Soms mag de boog al eens wat minder gespannen staan, zelfs op TRANSIT. Dat was in het verleden ook al wel eens het geval, maar verder dan ‘Me Quitte’ van Niels Rønsholdt is het festival maar zelden gegaan. Van deze Deense componist speelde Scenatet ‘Me Quitte’: een liedcyclus met Anna Katrin Egilstrød en de componist zelf als vocalisten. Expliciete Brel kregen de bezoekers niet te horen, maar bij momenten lag het klankidioom wel erg dicht tegen de amusement- en de popmuziek. Dat Egilstrød een stem heeft die meer dan vaag aan Björk deed denken en Rønsholdt bij momenten de lyrische lichtheid van Thom Yorke liet horen, waren daar niet vreemd aan.

Scenatet
Scenatet
Toch waren de grootste linken met de popmuziek vooral te vinden in de composities zelf. Overwegend tonaal en consonant werd de muziek bijna verdacht toegankelijk. Bijna verdacht, want aanvankelijk klonk ‘Me Quitte’ aangenaam verleidelijk. De zoete samenzang van de vocalisten en de mooie arrangementen hielden de aandacht van de luisteraar gemakkelijk vast. Links en rechts mocht er een instrument wat minder conventioneel gebruikt worden en de manier waarop Rønsholdt in zijn eerste solostuk al zingend het geluid van achterwaarts afgespeelde klanken opriep, was fraai om horen. Hetzelfde kon gezegd worden van de zachte omkadering van gitaar en aangestreken vibrafoon die naar de kleine climaxen toe verder verrijkt werd met inbreng van de strijkers en de piano.

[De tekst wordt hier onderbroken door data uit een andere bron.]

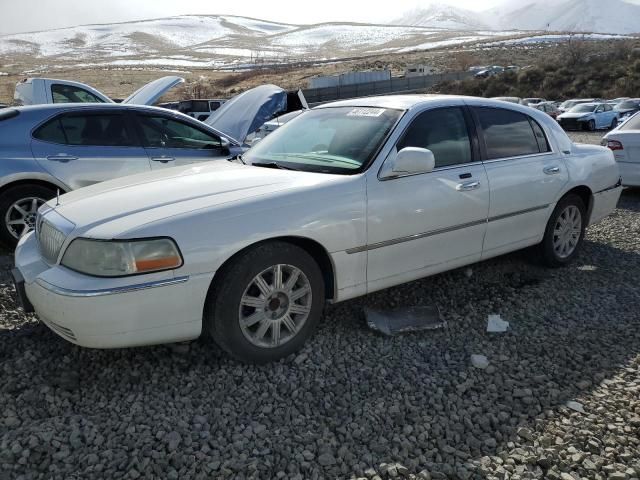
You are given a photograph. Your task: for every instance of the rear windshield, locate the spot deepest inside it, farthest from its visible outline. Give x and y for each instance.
(632, 124)
(583, 108)
(7, 113)
(627, 105)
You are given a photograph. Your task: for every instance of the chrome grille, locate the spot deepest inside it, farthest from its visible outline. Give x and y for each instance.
(50, 240)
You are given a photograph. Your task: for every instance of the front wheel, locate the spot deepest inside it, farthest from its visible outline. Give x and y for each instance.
(565, 232)
(266, 304)
(18, 209)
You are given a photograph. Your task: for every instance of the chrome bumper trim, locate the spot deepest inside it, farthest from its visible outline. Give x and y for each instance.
(110, 291)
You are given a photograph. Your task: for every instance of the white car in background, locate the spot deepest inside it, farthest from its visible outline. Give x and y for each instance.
(624, 141)
(344, 200)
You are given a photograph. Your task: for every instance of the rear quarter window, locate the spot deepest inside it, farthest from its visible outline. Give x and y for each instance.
(508, 133)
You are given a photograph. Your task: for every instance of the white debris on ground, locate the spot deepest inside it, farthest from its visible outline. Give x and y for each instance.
(479, 361)
(495, 324)
(575, 406)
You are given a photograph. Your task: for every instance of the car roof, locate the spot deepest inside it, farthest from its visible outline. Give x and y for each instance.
(83, 106)
(406, 102)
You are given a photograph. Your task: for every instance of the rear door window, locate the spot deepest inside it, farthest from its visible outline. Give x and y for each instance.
(163, 132)
(70, 94)
(508, 133)
(107, 130)
(444, 132)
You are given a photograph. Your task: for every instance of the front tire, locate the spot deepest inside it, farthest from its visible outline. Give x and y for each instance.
(18, 209)
(266, 303)
(565, 232)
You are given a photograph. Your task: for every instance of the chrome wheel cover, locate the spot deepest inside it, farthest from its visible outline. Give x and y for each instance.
(20, 218)
(275, 306)
(567, 231)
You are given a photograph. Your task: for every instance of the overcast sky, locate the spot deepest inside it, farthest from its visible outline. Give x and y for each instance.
(30, 15)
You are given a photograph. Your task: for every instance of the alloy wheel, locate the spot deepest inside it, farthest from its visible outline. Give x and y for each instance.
(20, 218)
(275, 306)
(567, 231)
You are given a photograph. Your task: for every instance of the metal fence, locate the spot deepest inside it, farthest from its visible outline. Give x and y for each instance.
(385, 87)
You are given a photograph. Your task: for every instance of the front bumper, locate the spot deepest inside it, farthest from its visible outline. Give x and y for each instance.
(112, 312)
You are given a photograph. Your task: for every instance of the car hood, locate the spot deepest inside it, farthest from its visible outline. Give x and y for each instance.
(151, 92)
(575, 115)
(112, 208)
(245, 113)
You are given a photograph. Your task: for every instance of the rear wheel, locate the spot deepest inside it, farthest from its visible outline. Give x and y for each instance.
(18, 209)
(266, 304)
(565, 232)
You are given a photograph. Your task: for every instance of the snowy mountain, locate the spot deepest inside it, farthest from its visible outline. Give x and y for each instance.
(599, 16)
(214, 41)
(442, 16)
(612, 16)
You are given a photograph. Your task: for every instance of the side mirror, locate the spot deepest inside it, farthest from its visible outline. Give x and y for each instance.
(410, 161)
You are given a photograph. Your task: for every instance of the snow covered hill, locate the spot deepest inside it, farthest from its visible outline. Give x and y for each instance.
(217, 41)
(598, 16)
(442, 16)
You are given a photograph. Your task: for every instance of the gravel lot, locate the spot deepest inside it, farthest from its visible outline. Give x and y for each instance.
(352, 403)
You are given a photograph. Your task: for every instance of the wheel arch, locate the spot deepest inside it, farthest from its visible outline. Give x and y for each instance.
(312, 247)
(43, 182)
(585, 194)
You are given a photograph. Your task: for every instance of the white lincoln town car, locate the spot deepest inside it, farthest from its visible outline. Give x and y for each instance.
(346, 199)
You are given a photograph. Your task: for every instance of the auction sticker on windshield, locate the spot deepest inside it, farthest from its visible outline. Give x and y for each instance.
(366, 112)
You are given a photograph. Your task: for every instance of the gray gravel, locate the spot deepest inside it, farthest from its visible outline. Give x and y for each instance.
(354, 404)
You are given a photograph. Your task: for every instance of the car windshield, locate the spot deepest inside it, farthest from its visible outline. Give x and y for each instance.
(632, 124)
(627, 105)
(584, 108)
(339, 140)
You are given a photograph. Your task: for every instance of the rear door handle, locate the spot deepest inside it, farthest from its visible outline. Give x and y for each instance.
(61, 157)
(466, 186)
(163, 159)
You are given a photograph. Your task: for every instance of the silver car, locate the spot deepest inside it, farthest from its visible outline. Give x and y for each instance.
(51, 149)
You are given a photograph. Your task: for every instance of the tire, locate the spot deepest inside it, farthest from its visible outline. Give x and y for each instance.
(22, 196)
(552, 247)
(266, 310)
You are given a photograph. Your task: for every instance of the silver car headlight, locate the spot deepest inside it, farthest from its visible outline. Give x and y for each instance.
(117, 258)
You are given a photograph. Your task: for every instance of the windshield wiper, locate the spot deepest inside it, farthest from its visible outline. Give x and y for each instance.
(273, 165)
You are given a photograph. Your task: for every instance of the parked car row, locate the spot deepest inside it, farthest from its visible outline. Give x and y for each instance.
(59, 147)
(583, 113)
(343, 200)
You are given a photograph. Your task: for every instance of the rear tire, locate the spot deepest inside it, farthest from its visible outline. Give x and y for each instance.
(18, 208)
(266, 303)
(564, 233)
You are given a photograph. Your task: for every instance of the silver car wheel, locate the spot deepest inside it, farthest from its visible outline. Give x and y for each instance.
(21, 216)
(567, 231)
(275, 306)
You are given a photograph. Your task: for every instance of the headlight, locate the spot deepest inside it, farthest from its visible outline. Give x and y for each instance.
(121, 257)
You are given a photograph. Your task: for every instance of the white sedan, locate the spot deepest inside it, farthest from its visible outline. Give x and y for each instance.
(348, 198)
(624, 141)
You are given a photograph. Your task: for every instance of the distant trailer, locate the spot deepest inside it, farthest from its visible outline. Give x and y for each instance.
(351, 78)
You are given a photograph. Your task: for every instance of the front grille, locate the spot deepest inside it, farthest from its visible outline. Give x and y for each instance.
(50, 240)
(570, 123)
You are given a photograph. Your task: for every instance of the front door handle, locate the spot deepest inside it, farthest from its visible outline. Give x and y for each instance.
(163, 159)
(466, 186)
(61, 157)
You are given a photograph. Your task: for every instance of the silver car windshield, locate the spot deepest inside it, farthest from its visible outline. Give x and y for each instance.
(339, 140)
(583, 108)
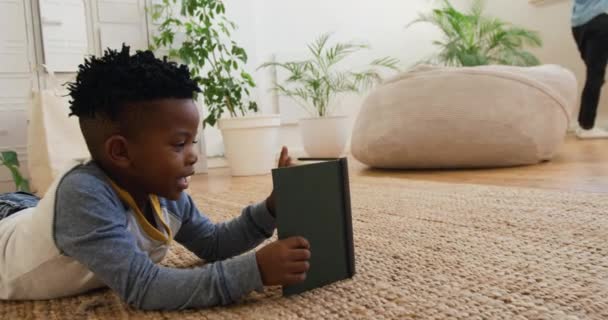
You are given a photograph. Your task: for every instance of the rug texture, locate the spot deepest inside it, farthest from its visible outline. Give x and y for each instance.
(423, 251)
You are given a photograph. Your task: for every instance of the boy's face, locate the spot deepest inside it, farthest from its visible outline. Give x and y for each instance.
(162, 153)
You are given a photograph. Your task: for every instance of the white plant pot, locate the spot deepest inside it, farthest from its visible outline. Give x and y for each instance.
(324, 137)
(251, 143)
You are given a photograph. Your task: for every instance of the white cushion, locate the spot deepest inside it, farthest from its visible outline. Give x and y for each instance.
(490, 116)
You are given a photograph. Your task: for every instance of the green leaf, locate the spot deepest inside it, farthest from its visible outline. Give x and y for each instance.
(471, 38)
(10, 160)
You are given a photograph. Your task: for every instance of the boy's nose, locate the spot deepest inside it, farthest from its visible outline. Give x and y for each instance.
(192, 157)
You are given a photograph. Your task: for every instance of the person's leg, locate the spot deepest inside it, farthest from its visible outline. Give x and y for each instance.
(594, 48)
(14, 202)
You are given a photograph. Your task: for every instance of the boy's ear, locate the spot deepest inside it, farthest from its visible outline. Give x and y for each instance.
(117, 151)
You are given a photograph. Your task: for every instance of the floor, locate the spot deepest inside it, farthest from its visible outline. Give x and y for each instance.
(580, 165)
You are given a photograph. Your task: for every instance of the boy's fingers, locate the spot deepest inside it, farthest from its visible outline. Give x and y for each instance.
(299, 255)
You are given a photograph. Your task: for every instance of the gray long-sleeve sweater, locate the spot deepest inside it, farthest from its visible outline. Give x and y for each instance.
(100, 240)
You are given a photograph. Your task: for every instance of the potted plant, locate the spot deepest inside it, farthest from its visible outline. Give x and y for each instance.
(11, 162)
(472, 39)
(316, 82)
(217, 63)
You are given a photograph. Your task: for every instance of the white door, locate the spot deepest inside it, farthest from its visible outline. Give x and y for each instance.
(16, 81)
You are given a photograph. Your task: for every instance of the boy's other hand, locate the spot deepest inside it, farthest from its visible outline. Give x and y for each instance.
(284, 262)
(284, 161)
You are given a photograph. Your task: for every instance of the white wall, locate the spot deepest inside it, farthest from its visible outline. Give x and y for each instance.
(552, 20)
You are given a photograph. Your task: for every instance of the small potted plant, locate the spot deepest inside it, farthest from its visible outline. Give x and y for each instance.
(473, 39)
(250, 141)
(316, 82)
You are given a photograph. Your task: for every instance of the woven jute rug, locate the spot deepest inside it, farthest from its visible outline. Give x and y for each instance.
(423, 251)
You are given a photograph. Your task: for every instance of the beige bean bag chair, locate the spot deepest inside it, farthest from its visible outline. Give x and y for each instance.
(490, 116)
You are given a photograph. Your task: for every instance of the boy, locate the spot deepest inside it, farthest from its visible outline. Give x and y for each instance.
(108, 222)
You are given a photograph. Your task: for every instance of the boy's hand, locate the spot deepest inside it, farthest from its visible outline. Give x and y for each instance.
(284, 261)
(284, 161)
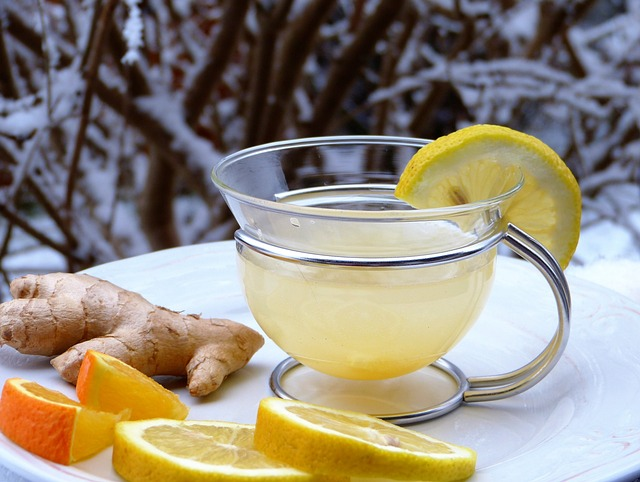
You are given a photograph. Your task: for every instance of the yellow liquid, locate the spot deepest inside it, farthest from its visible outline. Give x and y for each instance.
(366, 323)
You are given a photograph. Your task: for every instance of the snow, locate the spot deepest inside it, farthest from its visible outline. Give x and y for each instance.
(133, 28)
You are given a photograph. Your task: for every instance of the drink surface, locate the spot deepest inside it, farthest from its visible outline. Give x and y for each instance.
(366, 323)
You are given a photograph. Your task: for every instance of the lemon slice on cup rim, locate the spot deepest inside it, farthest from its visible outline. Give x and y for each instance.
(477, 163)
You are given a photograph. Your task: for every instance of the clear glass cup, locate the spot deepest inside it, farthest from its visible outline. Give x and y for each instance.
(356, 284)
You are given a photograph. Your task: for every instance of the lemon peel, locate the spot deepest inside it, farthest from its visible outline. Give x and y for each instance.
(324, 440)
(479, 162)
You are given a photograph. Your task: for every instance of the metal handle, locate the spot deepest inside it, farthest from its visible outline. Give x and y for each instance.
(472, 389)
(508, 384)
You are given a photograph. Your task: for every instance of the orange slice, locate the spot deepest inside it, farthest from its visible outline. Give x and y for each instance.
(49, 424)
(108, 384)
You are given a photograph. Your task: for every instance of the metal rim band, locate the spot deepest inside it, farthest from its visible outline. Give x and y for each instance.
(246, 241)
(487, 388)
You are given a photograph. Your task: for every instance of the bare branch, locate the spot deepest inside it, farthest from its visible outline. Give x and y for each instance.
(218, 57)
(93, 62)
(298, 43)
(271, 23)
(348, 65)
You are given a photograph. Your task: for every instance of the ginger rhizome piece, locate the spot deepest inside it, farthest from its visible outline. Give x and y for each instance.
(64, 315)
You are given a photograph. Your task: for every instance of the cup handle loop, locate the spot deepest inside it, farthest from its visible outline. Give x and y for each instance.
(485, 388)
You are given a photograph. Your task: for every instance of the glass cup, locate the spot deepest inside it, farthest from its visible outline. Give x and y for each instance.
(356, 284)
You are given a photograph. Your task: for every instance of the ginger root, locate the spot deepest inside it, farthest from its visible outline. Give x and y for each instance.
(64, 315)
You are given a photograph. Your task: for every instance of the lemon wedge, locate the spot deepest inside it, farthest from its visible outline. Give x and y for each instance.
(183, 450)
(480, 162)
(323, 440)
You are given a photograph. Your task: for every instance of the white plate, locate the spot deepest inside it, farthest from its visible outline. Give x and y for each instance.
(581, 423)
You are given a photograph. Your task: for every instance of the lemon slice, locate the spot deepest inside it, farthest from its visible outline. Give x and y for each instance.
(179, 450)
(324, 440)
(478, 162)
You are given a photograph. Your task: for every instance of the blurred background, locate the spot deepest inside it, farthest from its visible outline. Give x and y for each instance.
(112, 113)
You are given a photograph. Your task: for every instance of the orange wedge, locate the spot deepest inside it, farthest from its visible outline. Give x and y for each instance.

Na enige tijd kwam er echter sleet op de formule. De nostalgische sfeer van de songs, die slechts sporadisch doorprikt werd voor een opstoot van dramatiek, verloor haar spankracht. Het ontbreken van de (vertaalde) teksten was daar zeker mee de oorzaak van, maar ook muzikaal leek het beste in het begin van het programma te zitten.

Enkele passages van harmonisch wringen tussen stem en piano (bij Egilstrød was het niet steeds duidelijk of dit gewild dan wel gewoon een gevolg van een wankele intonatie was) konden de muziek niet echt scherper slijpen. Zo drentelde ‘Me Quitte’ naar het einde waar Rønsholdt alsnog een verrassing in petto had. Met drie leden van Scenatet en de twee vocalisten vooraan op de grond gezeten, zachtjes strummend op klassieke en akoestische gitaren leek het stuk zich in zichzelf terug te trekken. Pianist Sven Micha Slot en percussionist Mads Bendsen hadden echter andere plannen, maar die kan een muziekliefhebber die ‘Me Quitte’ op TRANSIT gemist heeft het best ervaren op het YouTube filmpje van een eerdere uitvoering van het werk.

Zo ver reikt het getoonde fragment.